Nous devons être conscients que toutes les conquêtes démocratiques sont en grand danger et nous devons nous préparer à une lutte acharnée. Dans chaque pays, de manière différente, avec des caractéristiques différentes, mais au niveau général, c’est comme ça. Il est toujours nécessaire de combiner une action institutionnelle avec une action dans la rue, mais le cadre actuel nous oblige à mettre l’accent sur ce dernier niveau.
Comment traduisez-vous davantage cette analyse en termes de stratégie politique, en particulier en Argentine ?
L’Argentine est un pays avec des caractéristiques très spécifiques par rapport au reste de la région. Par exemple, ‘armée ne remplit pas le même rôle que dans d’autres pays. Dans le mouvement populaire, les traditions de lutte de plusieurs générations ont été recyclées, dans des processus de mobilisation très importants. Depuis la fin de la dictature, il y a eu 40 grèves générales et, avec Macri, quatre. Les organisations sociales ont atteint un poids très frappant dans les secteurs les plus modestes et la rue définit le cours de la politique de manière très directe.

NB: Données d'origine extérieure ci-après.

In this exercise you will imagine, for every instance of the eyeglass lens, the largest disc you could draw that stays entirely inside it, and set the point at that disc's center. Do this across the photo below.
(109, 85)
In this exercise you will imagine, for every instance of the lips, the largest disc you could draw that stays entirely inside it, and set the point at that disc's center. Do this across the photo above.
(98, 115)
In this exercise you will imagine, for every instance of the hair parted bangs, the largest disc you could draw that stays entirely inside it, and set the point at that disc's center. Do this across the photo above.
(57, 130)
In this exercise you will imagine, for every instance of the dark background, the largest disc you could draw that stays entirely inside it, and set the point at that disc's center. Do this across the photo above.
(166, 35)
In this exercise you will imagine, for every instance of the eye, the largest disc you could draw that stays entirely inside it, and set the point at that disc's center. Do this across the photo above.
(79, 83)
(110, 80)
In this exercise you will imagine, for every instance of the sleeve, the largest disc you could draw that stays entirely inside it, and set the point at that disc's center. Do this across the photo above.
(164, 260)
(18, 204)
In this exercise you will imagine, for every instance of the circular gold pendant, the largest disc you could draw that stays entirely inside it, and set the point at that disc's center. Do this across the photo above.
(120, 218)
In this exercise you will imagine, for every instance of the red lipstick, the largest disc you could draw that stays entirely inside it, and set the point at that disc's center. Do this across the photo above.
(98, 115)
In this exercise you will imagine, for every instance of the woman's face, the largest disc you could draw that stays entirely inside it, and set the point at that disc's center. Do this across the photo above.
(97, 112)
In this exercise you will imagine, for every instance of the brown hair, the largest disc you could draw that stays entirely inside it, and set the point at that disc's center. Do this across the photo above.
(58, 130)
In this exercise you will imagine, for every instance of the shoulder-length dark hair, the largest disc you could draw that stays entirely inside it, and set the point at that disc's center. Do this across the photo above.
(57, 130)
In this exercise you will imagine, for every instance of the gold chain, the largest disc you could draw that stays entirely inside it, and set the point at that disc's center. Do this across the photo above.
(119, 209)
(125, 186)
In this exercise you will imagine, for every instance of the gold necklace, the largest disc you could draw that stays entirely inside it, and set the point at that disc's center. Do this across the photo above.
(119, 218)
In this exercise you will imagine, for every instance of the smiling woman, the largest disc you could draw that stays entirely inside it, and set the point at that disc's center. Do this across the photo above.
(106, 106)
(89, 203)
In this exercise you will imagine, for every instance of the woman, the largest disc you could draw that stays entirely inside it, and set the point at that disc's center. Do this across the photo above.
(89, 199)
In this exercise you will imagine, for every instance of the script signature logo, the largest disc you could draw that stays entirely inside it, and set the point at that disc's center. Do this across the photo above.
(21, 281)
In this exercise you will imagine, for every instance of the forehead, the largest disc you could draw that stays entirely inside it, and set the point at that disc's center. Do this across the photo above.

Le contexte structurel de ce scénario est plus complexe. L’économie argentine était la plus prospère d’Amérique latine et était plus déséquilibrée que d’autres par la mondialisation néolibérale. Cette contradiction n’a pas été résolue. Il existe une classe moyenne éduquée dans l’école publique, dotée d’un niveau de conscience démocratique qui fait obstacle à la reconfiguration régressive demandée par les capitalistes. Nous traversons maintenant une nouvelle crise terrible avec la possibilité sérieuse de faire face à une nouvelle cessation de paiements. Macri pensait qu’il était temps d’investir de gros investissements et finit par mendier des prêts pour éviter le défaut de paiement. Maintenant, il va essayer de copier le tour du Brésil. Mais il n’est pas si facile de trouver une issue de droite à la crise d’un gouvernement de droite.
Quelle est la position de l’Argentine aujourd’hui par rapport à 2001 ?
Les élites craignent de se reproduire en 2001. À cause de cette panique, après avoir payé la dette, le gouvernement affecte une grande partie de son budget à des programmes alimentaires et sociaux. Mais donner la priorité à cet endiguement entraîne un ajustement plus important des secteurs de la classe moyenne et des salariés. Au niveau populaire, le niveau d’organisation est beaucoup plus élevé qu’en 2001. Il n’y a pas eu d’agression contre les supermarchés et les quartiers sont mieux organisés. Les mouvements sociaux jouent un rôle conflictuel tout en posant un défi de taille au gouvernement.